To be honest, it was the other way around: Failed romance writer needs paying job; goes to law school. And that was almost twenty years ago.
I wrote my first (bad) romance in my teens. I submitted it to Harlequin and was not surprised when they rejected it. (I may even have been reassured. A bit like Groucho Marx, I wouldn’t want to read a genre that would include my work.)
I wrote my second (not-quite-as-bad) romance in my 20s. I got a lovely rejection letter from Leslie Wainger saying, in effect, not this but send us your next one. I didn’t write another novel for almost 30 years. (And they say “fear of success” is a myth . . .)
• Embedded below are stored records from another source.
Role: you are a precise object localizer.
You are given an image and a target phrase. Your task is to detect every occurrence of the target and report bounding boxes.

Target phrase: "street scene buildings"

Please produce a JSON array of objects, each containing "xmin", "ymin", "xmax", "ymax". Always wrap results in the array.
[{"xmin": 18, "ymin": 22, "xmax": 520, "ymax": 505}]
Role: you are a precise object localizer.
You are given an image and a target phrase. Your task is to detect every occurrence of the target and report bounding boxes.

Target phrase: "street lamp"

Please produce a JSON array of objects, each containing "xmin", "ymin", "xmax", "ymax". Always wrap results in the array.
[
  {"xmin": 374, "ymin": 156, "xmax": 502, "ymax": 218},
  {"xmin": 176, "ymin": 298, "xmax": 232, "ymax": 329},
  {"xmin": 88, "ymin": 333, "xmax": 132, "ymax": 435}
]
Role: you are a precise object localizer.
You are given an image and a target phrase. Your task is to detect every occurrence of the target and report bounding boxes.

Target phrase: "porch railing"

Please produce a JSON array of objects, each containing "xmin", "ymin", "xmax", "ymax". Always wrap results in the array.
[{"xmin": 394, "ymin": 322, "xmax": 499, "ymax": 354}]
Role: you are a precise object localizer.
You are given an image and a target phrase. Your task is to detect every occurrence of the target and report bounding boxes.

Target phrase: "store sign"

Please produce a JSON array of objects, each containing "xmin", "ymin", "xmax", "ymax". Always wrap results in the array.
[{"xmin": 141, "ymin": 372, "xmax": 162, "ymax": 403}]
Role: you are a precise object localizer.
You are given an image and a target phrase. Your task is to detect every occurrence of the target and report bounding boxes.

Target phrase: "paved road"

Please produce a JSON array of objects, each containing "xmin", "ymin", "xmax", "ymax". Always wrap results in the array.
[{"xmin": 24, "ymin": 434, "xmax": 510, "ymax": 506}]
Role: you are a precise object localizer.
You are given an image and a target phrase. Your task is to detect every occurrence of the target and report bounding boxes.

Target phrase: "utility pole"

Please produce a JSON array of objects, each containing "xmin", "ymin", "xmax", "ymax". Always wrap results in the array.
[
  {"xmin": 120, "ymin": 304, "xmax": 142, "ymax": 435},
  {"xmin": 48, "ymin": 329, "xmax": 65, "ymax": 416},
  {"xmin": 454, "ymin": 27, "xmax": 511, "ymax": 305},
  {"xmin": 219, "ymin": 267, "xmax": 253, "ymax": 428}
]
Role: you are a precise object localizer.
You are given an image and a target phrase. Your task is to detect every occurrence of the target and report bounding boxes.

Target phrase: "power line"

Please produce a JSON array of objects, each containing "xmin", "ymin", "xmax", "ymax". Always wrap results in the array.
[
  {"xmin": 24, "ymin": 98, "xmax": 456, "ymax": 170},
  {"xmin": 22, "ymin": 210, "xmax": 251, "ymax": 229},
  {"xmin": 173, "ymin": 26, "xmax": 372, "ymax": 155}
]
So after earning degrees in biology (failed pre-med) and philosophy (failed academic), I failed to get into the Culinary Institute of America. (I call this my “love of failure” period.) When I realized I needed to make money, I enjoyed brief stints as an editorial assistant to a statistician, representing a day care center before the USDA, testing hearing in a flour mill, and packing pottery at night, among other things. I finally got a real job in public health. Somehow that led to law school. (Which led to a federal clerkship, a job in litigation at the number two law firm in Philadelphia, marriage to a British patent attorney, the purchase of a 200+ year old house in Pennsylvania’s Endless Mountains, my first divorce and second British husband, taking family law court appointments in my county, being a mediator, and ultimately taking inactive status as a lawyer — a technical term that means I pay the Commonwealth of Pennsylvania $70 a year to let me not practice law. I figure it’s worth it…)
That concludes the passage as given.